On the 15th day of June 1904, about 1,358 members mostly consisting of women and children set out on an annual trip conducted by St. Mark’s Lutheran Church on a chartered ferry named “SS General Slocum” from the East River located in the city of New York, USA. These women and children were one among the many immigrant population who inhabited the slummy and dingy areas of New York’s Lower East Side. The spot for the picnic was to be on the North Shore of Long Island.

This steam ferry was a bit different as it was a side wheeler which was a more common sight those days in the waters of New York harbour. The picnic crowd boarded at the 3rd street. During the course of this journey the ferry was passing through a narrow tidal strait known as “Hell Gate” when a fire broke out suddenly spreading quickly causing panic amongst the passengers. The captain hoping to contain the fire maintained his course towards the sound but due to a stiff wind that blew directly against the course in which the moving object was moving a resistance was created resulting in further fanning of the flames. Through the captain’s laborious efforts the ship was eventually beached to North Brother Island. The hospital was already a location for infectious diseases. By this time there was complete chaos prevailing in the ferry as a result of which the passengers started to leap into the water to protect themselves from the flames.

Was there a standard operating procedure in place?

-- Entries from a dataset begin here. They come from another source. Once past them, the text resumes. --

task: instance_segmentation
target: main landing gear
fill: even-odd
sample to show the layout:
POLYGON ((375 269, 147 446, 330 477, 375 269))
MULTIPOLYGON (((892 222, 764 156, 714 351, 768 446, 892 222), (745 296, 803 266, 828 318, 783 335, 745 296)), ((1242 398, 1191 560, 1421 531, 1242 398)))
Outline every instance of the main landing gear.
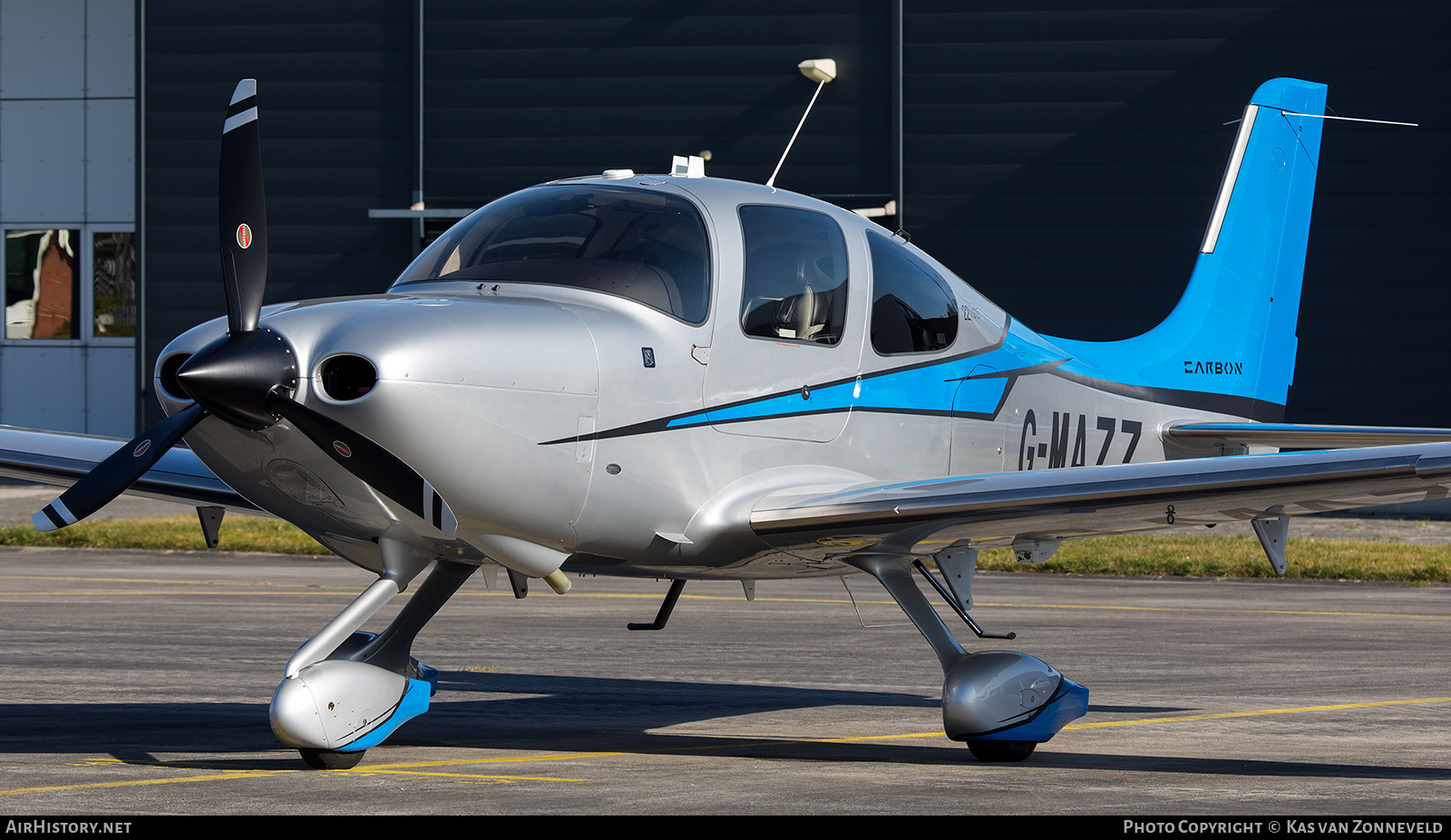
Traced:
POLYGON ((1088 711, 1088 689, 1026 653, 962 650, 911 573, 916 567, 979 638, 1011 640, 1016 634, 985 633, 966 612, 977 554, 977 550, 937 554, 946 586, 911 556, 858 554, 849 561, 882 583, 936 651, 943 673, 942 724, 948 737, 966 741, 981 762, 1022 762, 1088 711))
MULTIPOLYGON (((385 566, 415 573, 427 564, 409 548, 387 545, 385 566), (400 563, 387 563, 389 554, 400 563)), ((409 654, 418 631, 463 586, 477 566, 438 559, 418 592, 383 633, 357 633, 412 575, 385 575, 358 595, 287 662, 271 702, 277 738, 302 753, 309 767, 345 770, 363 752, 428 711, 438 672, 409 654)))

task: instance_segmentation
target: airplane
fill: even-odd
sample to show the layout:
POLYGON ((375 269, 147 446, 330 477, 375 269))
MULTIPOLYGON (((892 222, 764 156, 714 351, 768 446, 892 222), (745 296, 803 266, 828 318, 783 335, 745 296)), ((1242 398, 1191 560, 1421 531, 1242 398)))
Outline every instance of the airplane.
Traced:
MULTIPOLYGON (((818 88, 820 90, 820 88, 818 88)), ((0 429, 0 472, 296 524, 377 579, 286 663, 273 731, 353 767, 429 705, 414 638, 474 572, 875 577, 943 670, 946 736, 1027 759, 1087 711, 1042 660, 969 651, 978 551, 1444 498, 1451 431, 1284 424, 1323 84, 1249 99, 1193 274, 1123 341, 1039 335, 903 232, 773 186, 607 170, 479 209, 382 295, 263 305, 257 84, 222 129, 226 318, 161 353, 167 418, 109 438, 0 429), (176 447, 186 441, 187 448, 176 447), (1303 451, 1275 451, 1294 448, 1303 451), (929 563, 936 570, 929 567, 929 563), (428 575, 379 634, 358 628, 428 575)), ((779 167, 778 167, 779 168, 779 167)))

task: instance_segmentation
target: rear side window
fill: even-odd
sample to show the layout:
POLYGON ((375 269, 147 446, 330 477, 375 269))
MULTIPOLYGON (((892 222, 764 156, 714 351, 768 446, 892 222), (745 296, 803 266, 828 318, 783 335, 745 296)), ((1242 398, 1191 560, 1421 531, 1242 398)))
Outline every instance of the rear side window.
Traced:
POLYGON ((926 353, 950 345, 958 337, 958 306, 948 281, 897 242, 875 234, 866 241, 876 353, 926 353))
POLYGON ((797 207, 740 209, 746 335, 836 344, 846 326, 846 239, 830 216, 797 207))

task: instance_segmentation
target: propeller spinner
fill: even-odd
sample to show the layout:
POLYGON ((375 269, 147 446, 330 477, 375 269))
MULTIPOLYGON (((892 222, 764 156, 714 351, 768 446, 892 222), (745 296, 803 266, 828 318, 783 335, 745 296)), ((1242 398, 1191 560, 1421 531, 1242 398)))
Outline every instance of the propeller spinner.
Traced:
POLYGON ((222 125, 218 205, 226 335, 177 370, 177 382, 194 403, 97 464, 32 516, 35 528, 54 531, 102 509, 202 418, 215 415, 252 431, 286 419, 355 477, 453 537, 457 530, 453 511, 416 470, 366 435, 292 399, 297 384, 296 353, 283 335, 258 326, 267 287, 267 209, 254 78, 238 83, 222 125))

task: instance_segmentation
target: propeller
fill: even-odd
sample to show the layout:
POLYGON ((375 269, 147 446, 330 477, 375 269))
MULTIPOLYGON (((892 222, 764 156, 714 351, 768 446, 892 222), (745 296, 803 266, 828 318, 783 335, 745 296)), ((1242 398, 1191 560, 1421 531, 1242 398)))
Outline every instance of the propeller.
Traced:
POLYGON ((286 418, 345 470, 453 537, 459 525, 453 509, 416 470, 361 432, 292 399, 296 353, 283 335, 258 325, 267 289, 267 207, 254 78, 237 84, 222 125, 218 225, 226 335, 194 353, 176 373, 194 402, 116 450, 35 514, 35 528, 54 531, 102 509, 202 418, 215 415, 252 431, 286 418))

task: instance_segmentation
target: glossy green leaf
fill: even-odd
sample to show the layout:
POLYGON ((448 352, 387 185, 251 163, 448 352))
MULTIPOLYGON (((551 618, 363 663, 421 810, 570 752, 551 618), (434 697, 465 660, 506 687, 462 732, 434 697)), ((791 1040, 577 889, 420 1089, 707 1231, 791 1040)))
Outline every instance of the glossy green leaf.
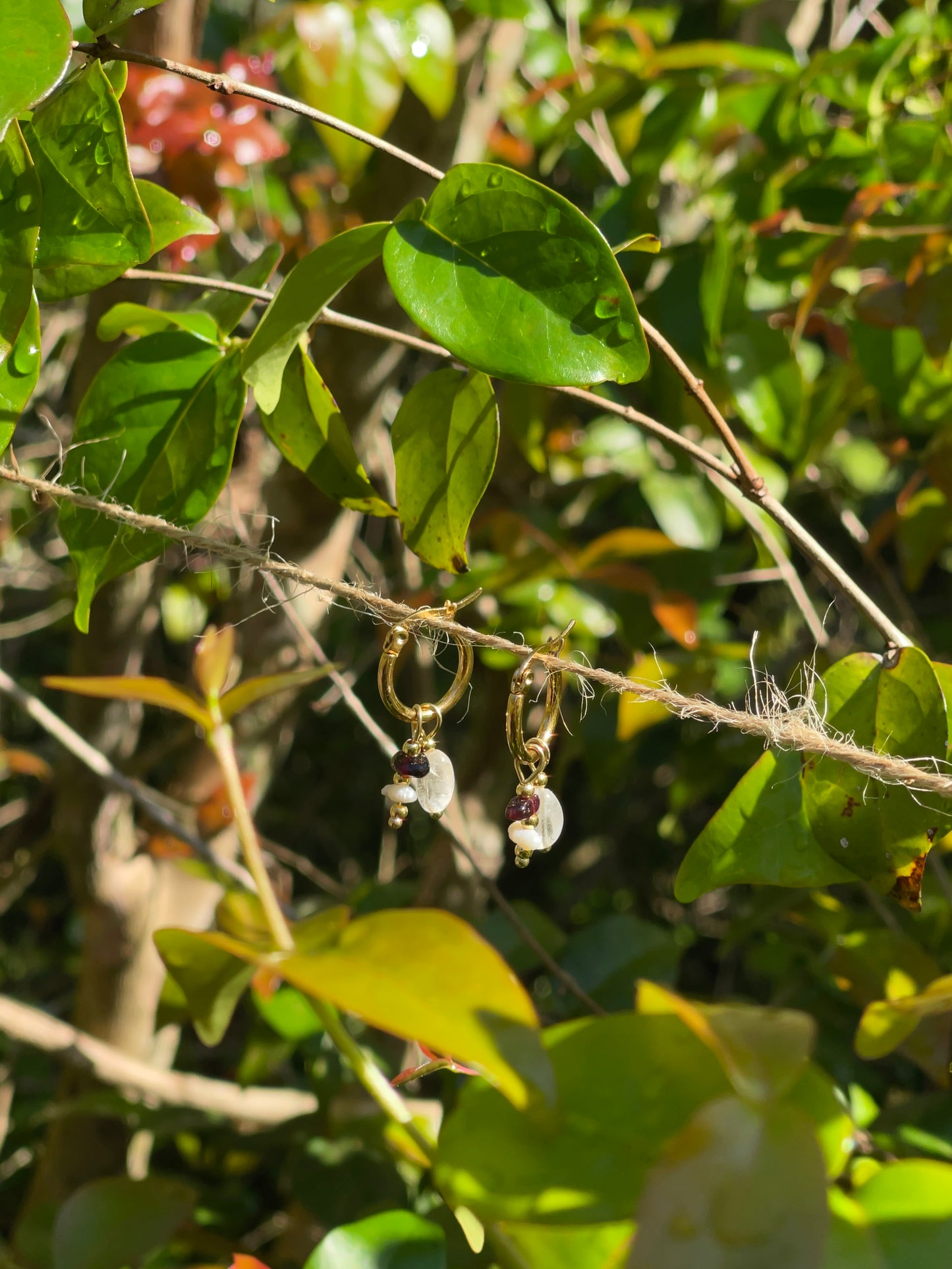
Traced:
POLYGON ((396 515, 371 483, 357 457, 347 423, 314 362, 292 349, 281 397, 261 426, 292 464, 341 506, 367 515, 396 515))
POLYGON ((321 308, 383 250, 388 221, 359 225, 338 233, 294 265, 264 312, 245 348, 241 371, 258 409, 273 414, 281 398, 284 367, 321 308))
POLYGON ((499 448, 499 409, 485 374, 434 371, 393 420, 400 527, 426 563, 466 572, 466 536, 499 448))
MULTIPOLYGON (((239 354, 184 331, 146 335, 96 374, 80 405, 63 480, 190 527, 227 480, 245 406, 239 354)), ((76 624, 110 577, 152 560, 165 538, 67 503, 60 532, 76 565, 76 624)))
POLYGON ((443 1124, 435 1178, 484 1221, 627 1221, 664 1142, 730 1093, 717 1058, 673 1016, 611 1014, 543 1033, 557 1113, 538 1122, 472 1081, 443 1124))
POLYGON ((255 973, 248 944, 215 931, 156 930, 155 945, 184 992, 198 1038, 203 1044, 220 1043, 255 973))
MULTIPOLYGON (((161 0, 156 0, 161 3, 161 0)), ((152 254, 161 251, 170 242, 178 242, 189 233, 218 233, 218 226, 204 212, 190 203, 183 203, 171 190, 156 185, 151 180, 136 180, 138 197, 146 209, 152 227, 152 254)))
POLYGON ((83 20, 94 36, 121 27, 143 9, 154 9, 162 0, 83 0, 83 20))
MULTIPOLYGON (((372 5, 330 0, 294 10, 293 56, 284 75, 296 96, 317 110, 382 136, 396 114, 404 85, 393 33, 372 5)), ((340 176, 359 176, 373 152, 362 141, 316 124, 340 176)))
POLYGON ((377 1212, 325 1235, 305 1269, 446 1269, 446 1235, 414 1212, 377 1212))
POLYGON ((72 28, 60 0, 4 0, 4 41, 11 56, 0 81, 0 141, 66 74, 72 28))
POLYGON ((416 325, 486 374, 584 387, 647 369, 635 301, 600 232, 506 168, 453 168, 419 221, 393 225, 383 265, 416 325))
POLYGON ((952 975, 935 978, 923 991, 873 1000, 859 1019, 856 1051, 866 1058, 885 1057, 913 1034, 923 1018, 948 1013, 952 1013, 952 975))
POLYGON ((103 340, 119 335, 155 335, 160 330, 188 330, 207 344, 220 341, 218 327, 209 313, 190 310, 147 308, 145 305, 119 303, 103 313, 96 335, 103 340))
POLYGON ((119 103, 99 62, 44 102, 24 137, 43 187, 41 301, 81 296, 149 259, 152 231, 129 171, 119 103))
POLYGON ((43 684, 58 692, 75 692, 81 697, 98 697, 100 700, 141 700, 147 706, 159 706, 161 709, 184 714, 199 727, 212 725, 212 716, 194 692, 169 683, 168 679, 133 674, 89 678, 51 674, 43 679, 43 684))
POLYGON ((526 1225, 500 1221, 490 1228, 490 1239, 504 1265, 621 1269, 633 1232, 631 1221, 607 1225, 526 1225))
POLYGON ((0 454, 10 444, 17 420, 33 396, 41 360, 39 306, 34 296, 10 355, 0 363, 0 454))
POLYGON ((823 1269, 947 1269, 952 1260, 952 1166, 886 1162, 847 1197, 831 1192, 823 1269))
POLYGON ((702 1107, 647 1178, 628 1269, 815 1269, 826 1176, 795 1107, 702 1107))
MULTIPOLYGON (((264 287, 283 254, 284 249, 281 242, 269 242, 259 256, 246 264, 244 269, 239 269, 231 282, 240 287, 264 287)), ((192 308, 209 313, 222 335, 230 335, 253 303, 251 296, 244 296, 236 291, 212 289, 202 292, 192 308)))
MULTIPOLYGON (((946 702, 918 648, 902 648, 889 667, 857 652, 833 665, 823 683, 835 732, 877 753, 944 759, 946 702)), ((948 822, 946 807, 830 758, 810 758, 802 782, 810 827, 830 858, 918 910, 932 838, 948 822)))
POLYGON ((385 0, 380 9, 391 23, 400 74, 433 118, 442 119, 456 96, 456 36, 449 14, 435 0, 385 0))
POLYGON ((691 904, 721 886, 831 886, 852 879, 810 831, 800 755, 768 750, 692 844, 674 893, 691 904))
POLYGON ((518 1107, 548 1100, 551 1067, 526 990, 451 912, 372 912, 330 948, 283 957, 282 978, 373 1027, 475 1066, 518 1107))
POLYGON ((33 255, 43 194, 14 122, 0 142, 0 364, 10 354, 33 302, 33 255))
POLYGON ((790 457, 800 443, 803 378, 783 331, 749 317, 722 343, 724 369, 737 414, 754 435, 790 457))
POLYGON ((721 516, 699 476, 655 471, 640 486, 658 527, 671 542, 711 551, 721 541, 721 516))
POLYGON ((129 1269, 192 1214, 195 1192, 164 1176, 100 1176, 56 1213, 52 1269, 129 1269))
POLYGON ((308 683, 325 679, 333 669, 335 669, 333 665, 312 665, 306 670, 287 670, 284 674, 261 674, 254 679, 244 679, 221 698, 222 718, 228 722, 242 709, 250 708, 259 700, 267 700, 268 697, 275 697, 279 692, 298 692, 308 683))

Here if one were to go and see what really went wrong then certain aspects in terms of adherence to safety measures were missed or not taken carefully which could be due to the absence of what we call the standard operating procedure. If someone here were to ask this what is SOP got to do here to do, then the obvious answer would be that the safety measures would have been addressed in the standard operating procedures manual. The presence of the standard operating procedures manual may have indicated about the life-jackets, how to address for defects in the life jackets, how and when to have done a preventive or scheduled maintenance, how these life jackets should have been placed so that it were made accessible during an emergency, how the crew members should have been properly trained to access these life jackets and thus averted this tragedy that resulted in about 1000 people mostly women and children losing their lives.

Incidents like these time and again remind us of the importance of SOP writing to be adopted by entities while in existence.